You always have to balance cranberries with something sweet. So, if you’re using brown sugar? Check out honey or maple syrup as an alternative. All of them are going to spike your glycemic index…. (send sugar or shall we call it inflammation, thru your blood) and give you that sugar high… so concentrate on less sugars of every kind this season. Experiment! And use only what you need for balance.

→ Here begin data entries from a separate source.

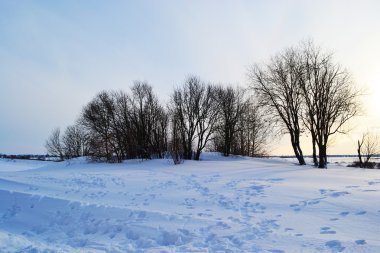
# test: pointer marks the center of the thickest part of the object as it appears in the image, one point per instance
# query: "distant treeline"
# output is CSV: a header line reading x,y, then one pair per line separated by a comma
x,y
300,91
28,157
116,125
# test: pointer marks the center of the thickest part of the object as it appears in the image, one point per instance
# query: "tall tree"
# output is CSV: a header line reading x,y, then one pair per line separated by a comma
x,y
277,86
192,107
54,145
329,95
231,105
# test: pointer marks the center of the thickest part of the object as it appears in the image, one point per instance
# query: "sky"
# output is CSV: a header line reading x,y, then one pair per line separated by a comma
x,y
55,56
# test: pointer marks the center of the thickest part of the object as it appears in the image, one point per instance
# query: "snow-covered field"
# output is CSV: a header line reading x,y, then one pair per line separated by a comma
x,y
215,205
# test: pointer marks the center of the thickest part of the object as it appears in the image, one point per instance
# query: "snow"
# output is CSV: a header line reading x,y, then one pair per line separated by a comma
x,y
218,204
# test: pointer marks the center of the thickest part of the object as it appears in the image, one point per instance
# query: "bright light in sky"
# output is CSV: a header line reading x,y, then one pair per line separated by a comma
x,y
56,55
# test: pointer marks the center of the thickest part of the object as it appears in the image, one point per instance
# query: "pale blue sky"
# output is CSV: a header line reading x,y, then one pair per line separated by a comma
x,y
56,55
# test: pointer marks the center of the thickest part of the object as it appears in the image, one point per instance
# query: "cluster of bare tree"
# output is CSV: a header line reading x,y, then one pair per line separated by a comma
x,y
368,147
301,89
305,90
115,126
72,144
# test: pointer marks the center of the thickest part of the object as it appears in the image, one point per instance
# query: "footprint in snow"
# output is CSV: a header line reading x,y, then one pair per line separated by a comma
x,y
326,230
360,242
335,246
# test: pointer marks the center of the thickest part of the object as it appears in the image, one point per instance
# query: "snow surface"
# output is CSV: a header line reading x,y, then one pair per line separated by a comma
x,y
216,205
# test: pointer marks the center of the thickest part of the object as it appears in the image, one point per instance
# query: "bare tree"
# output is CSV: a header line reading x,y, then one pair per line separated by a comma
x,y
254,131
329,95
231,105
368,146
53,144
277,86
207,118
74,142
149,121
175,146
193,108
97,118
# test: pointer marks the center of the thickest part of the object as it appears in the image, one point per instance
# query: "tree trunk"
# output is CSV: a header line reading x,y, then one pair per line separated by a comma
x,y
297,149
322,157
315,160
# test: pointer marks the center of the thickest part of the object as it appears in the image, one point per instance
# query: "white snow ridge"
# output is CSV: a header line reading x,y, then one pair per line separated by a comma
x,y
215,205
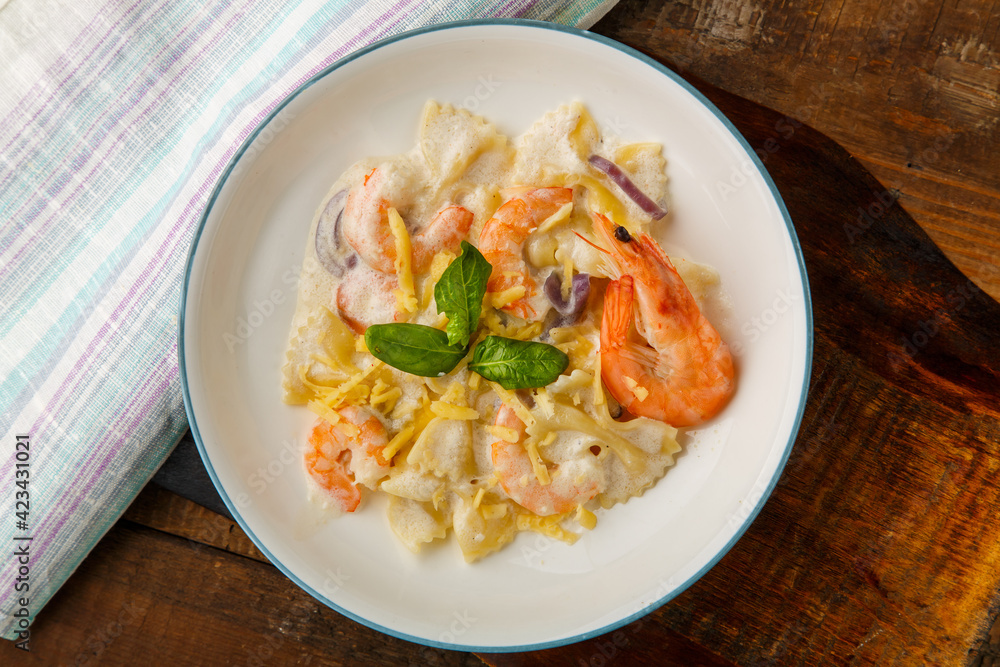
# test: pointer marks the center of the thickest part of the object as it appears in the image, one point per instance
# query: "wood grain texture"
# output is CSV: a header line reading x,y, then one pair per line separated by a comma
x,y
144,596
911,88
879,545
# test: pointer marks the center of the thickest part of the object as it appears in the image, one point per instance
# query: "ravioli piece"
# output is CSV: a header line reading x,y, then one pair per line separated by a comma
x,y
416,523
479,536
321,350
444,449
655,445
451,140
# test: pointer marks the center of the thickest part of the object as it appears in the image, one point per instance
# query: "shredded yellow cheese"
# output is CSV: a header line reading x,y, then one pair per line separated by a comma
x,y
546,525
556,219
514,403
598,387
321,410
586,518
406,300
397,442
569,268
544,401
384,394
338,396
449,411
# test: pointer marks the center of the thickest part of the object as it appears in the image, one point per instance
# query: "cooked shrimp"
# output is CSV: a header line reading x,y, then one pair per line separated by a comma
x,y
571,484
366,224
502,239
683,373
346,454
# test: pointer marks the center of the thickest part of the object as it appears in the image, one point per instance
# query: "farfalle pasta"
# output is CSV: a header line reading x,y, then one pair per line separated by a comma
x,y
487,335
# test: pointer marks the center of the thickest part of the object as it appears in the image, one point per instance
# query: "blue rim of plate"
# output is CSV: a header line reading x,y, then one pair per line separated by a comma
x,y
642,58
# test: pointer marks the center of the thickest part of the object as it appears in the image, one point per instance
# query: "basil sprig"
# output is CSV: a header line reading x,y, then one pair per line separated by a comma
x,y
429,352
413,348
460,291
518,364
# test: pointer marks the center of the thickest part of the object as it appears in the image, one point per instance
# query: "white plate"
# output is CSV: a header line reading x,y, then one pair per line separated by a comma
x,y
240,291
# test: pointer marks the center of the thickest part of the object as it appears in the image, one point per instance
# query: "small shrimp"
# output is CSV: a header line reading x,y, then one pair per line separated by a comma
x,y
346,454
683,374
502,238
570,484
366,224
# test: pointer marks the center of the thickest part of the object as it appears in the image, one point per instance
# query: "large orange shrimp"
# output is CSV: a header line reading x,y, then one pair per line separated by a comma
x,y
571,484
345,454
502,239
682,374
366,225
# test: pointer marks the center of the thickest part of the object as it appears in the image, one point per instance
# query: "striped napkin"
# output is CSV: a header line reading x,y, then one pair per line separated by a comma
x,y
116,120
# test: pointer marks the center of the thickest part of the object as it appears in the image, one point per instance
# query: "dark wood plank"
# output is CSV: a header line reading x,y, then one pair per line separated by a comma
x,y
912,89
147,597
879,545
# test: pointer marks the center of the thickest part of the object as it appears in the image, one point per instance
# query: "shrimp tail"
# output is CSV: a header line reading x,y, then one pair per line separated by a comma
x,y
617,313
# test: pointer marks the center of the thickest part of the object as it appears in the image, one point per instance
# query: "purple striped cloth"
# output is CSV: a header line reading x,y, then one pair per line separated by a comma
x,y
117,119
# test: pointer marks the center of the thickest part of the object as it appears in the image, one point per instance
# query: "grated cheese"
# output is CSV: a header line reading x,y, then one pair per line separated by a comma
x,y
541,472
397,442
406,300
494,511
449,411
556,219
586,518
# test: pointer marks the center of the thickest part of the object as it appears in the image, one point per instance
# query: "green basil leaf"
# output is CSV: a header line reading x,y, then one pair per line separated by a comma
x,y
517,364
459,293
413,348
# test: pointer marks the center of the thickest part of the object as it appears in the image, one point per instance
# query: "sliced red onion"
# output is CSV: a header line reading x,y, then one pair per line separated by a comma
x,y
615,173
328,234
568,309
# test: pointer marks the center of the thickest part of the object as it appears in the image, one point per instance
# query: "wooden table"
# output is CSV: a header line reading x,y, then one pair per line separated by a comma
x,y
880,544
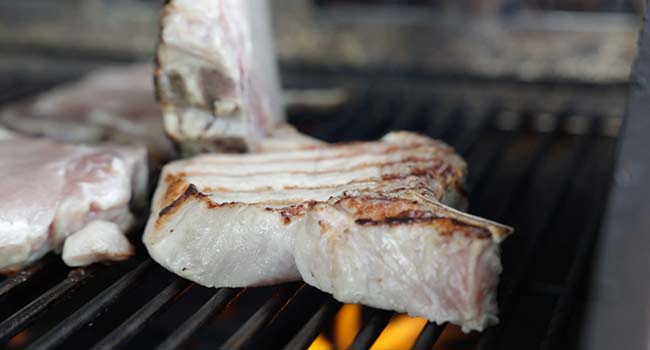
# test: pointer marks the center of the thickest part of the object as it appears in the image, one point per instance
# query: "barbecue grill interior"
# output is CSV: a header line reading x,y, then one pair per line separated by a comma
x,y
541,156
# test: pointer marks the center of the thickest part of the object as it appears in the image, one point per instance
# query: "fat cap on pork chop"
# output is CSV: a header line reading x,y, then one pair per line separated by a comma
x,y
369,222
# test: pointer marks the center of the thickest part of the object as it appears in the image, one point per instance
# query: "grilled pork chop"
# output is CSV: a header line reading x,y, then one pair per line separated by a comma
x,y
368,222
216,74
52,190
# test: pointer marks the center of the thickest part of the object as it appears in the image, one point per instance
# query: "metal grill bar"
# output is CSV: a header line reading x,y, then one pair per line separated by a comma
x,y
579,267
262,317
21,319
13,283
369,333
490,337
91,310
215,305
123,333
314,326
428,336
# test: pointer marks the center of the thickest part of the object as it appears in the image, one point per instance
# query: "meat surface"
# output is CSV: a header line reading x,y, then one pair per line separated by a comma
x,y
98,241
114,104
216,74
368,222
52,190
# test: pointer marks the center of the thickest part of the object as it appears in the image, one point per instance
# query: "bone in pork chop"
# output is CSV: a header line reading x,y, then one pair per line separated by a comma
x,y
368,222
216,74
51,190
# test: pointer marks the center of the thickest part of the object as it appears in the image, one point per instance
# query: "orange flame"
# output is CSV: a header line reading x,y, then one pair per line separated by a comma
x,y
346,325
320,343
401,333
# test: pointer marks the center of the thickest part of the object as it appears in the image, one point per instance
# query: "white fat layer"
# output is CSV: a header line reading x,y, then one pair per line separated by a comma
x,y
281,181
287,165
98,241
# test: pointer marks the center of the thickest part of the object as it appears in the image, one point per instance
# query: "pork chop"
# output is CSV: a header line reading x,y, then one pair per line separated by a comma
x,y
216,74
51,190
368,222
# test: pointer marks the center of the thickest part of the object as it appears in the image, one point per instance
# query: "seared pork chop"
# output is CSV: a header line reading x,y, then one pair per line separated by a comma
x,y
369,222
52,190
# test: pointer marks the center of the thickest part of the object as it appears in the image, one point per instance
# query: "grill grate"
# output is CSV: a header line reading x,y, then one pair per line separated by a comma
x,y
544,172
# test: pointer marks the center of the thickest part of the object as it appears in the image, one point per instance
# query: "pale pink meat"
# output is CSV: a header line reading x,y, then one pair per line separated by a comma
x,y
50,190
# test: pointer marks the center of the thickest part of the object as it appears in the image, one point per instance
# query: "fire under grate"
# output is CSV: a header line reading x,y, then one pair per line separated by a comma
x,y
547,173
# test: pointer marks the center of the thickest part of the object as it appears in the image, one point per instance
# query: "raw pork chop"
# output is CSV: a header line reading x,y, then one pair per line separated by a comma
x,y
51,190
368,222
217,78
114,104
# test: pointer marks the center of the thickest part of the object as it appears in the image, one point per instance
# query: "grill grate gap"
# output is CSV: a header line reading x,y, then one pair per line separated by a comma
x,y
508,152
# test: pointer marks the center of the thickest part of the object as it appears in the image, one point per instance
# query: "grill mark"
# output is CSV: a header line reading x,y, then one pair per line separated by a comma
x,y
190,193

What about purple sweet potatoes? They’re in season. I made a sweet potato/leek soup last week. I just peeled 3 potatoes, cut up 2 leaks (very dirty ~ split them down the middle, the turn a quarter of the way holding it from the stem and slice again top to bottom – then rinse) and caramelize both the potatoes and leeks, like you would onions and potatoes. Salt. Pepper. You can season with nutmeg and even pumpkin pie spice for a nice surprise! Once done? Add a splash of coconut creamer. Blend it up … and you’ve got great soup!

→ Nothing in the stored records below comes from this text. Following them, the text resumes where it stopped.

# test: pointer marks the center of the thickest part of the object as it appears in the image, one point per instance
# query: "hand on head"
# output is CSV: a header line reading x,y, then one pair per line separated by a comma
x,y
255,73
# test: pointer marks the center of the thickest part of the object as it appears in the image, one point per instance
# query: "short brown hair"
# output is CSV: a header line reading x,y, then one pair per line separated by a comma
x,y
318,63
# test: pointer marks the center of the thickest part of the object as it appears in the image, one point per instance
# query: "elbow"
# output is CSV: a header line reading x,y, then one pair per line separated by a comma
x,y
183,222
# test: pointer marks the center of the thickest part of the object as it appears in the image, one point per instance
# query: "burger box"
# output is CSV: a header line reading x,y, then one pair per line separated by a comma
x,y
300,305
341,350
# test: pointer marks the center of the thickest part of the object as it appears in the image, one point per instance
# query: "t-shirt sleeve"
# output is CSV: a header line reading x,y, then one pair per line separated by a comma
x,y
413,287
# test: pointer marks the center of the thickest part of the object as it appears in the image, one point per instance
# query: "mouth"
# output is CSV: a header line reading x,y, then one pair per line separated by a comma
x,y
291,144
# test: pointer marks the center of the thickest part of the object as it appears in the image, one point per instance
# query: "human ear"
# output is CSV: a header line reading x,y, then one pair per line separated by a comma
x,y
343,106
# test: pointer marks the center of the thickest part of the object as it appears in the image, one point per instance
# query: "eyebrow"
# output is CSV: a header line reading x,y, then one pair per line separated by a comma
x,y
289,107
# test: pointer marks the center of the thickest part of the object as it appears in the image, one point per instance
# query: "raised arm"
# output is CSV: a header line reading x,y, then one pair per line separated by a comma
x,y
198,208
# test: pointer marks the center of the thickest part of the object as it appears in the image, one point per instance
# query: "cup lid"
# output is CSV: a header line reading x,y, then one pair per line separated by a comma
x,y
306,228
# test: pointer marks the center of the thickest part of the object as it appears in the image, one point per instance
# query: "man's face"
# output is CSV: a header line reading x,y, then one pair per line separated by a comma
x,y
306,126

And to get back to sweetening the cranberries? One more thing about sugar and sugar substitutes: People have been using Stevia … Is that steeevia or stev eeee a? (I’ve heard both)! lol

But one thing to know is: if it’s powdered? It’s processed.

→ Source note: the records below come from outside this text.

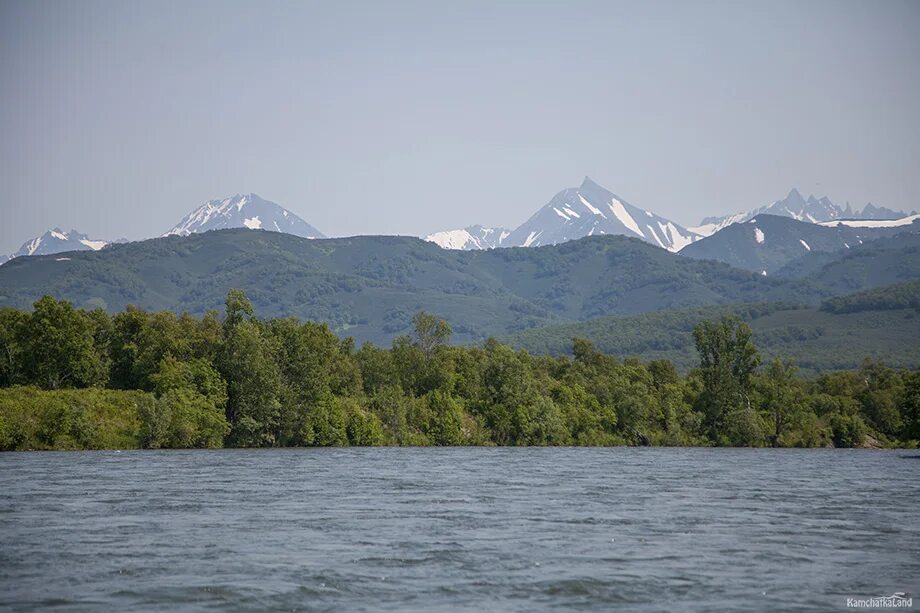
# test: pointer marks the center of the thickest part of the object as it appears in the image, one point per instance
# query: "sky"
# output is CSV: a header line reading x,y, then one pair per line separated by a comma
x,y
118,118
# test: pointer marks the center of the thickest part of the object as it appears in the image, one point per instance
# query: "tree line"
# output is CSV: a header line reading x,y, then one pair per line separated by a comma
x,y
75,379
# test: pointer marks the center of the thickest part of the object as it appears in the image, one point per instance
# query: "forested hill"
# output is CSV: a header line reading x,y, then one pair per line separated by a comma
x,y
369,287
883,323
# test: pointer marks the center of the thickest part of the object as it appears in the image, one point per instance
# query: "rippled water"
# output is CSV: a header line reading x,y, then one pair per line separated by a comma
x,y
491,529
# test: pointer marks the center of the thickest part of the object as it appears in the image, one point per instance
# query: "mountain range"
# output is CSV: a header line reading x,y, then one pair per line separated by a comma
x,y
369,287
56,241
574,213
767,243
243,211
795,206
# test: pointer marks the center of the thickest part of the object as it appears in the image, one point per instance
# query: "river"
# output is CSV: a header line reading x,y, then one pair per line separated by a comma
x,y
457,529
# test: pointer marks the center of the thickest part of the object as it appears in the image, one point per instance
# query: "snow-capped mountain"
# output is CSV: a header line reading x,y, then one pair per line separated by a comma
x,y
794,205
244,211
57,241
470,238
590,210
767,243
574,213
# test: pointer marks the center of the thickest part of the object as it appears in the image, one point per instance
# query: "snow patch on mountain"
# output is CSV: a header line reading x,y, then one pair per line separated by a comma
x,y
470,238
54,241
591,210
794,205
243,211
872,223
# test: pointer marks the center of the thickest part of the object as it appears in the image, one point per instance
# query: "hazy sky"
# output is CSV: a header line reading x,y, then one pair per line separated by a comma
x,y
117,118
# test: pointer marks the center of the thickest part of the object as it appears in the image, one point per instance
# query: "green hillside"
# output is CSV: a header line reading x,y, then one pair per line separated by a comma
x,y
369,287
883,324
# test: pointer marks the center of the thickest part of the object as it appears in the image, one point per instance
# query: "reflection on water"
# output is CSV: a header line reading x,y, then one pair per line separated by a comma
x,y
494,529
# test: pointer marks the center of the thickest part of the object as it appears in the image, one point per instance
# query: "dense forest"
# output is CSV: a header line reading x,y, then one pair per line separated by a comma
x,y
78,379
880,323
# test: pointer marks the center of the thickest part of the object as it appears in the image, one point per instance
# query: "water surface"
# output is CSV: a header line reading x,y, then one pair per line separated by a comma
x,y
459,529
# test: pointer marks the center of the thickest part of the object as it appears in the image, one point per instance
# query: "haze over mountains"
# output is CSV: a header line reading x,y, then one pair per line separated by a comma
x,y
56,240
244,211
573,213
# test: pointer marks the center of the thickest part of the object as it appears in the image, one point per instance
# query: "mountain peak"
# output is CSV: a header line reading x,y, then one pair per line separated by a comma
x,y
244,211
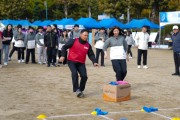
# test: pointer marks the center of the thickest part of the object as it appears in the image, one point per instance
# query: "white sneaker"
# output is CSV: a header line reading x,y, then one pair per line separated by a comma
x,y
145,67
9,59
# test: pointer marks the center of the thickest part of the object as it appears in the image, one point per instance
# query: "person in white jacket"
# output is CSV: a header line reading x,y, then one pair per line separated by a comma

If you can picture something growing, it isn’t processed. It’s that simple.

Hey! You may want to buy someone a stevia plant for Christmas! Or you can go on 800-Candygram.com and send someone gluten free cookies or organic coconut oil.

ON 800-CANDYGRAM, CHEF?

Yes. 800-CANDYGRAM.COM is starting to offer healthy choices to send as gifts (or buy for yourself)! Cool beans!

AREN’T YOU ONE OF THE FOUNDERS CHEF?

Yes. And that’s why Candygram is taking on healthy choices! I’m workin’ it!

Back to you….The holidays are hard. But you don’t have to make it harder. When that Holiday ‘In’ Box of yours fills up? Use your delete key! Stick with a recipe you like, then experiment. If you start with flavors you like, it will only get better! Kick these crazy chefs to the curb, with their unappetizing recipes (done I think, for shock value and to get publicity), and get on with it!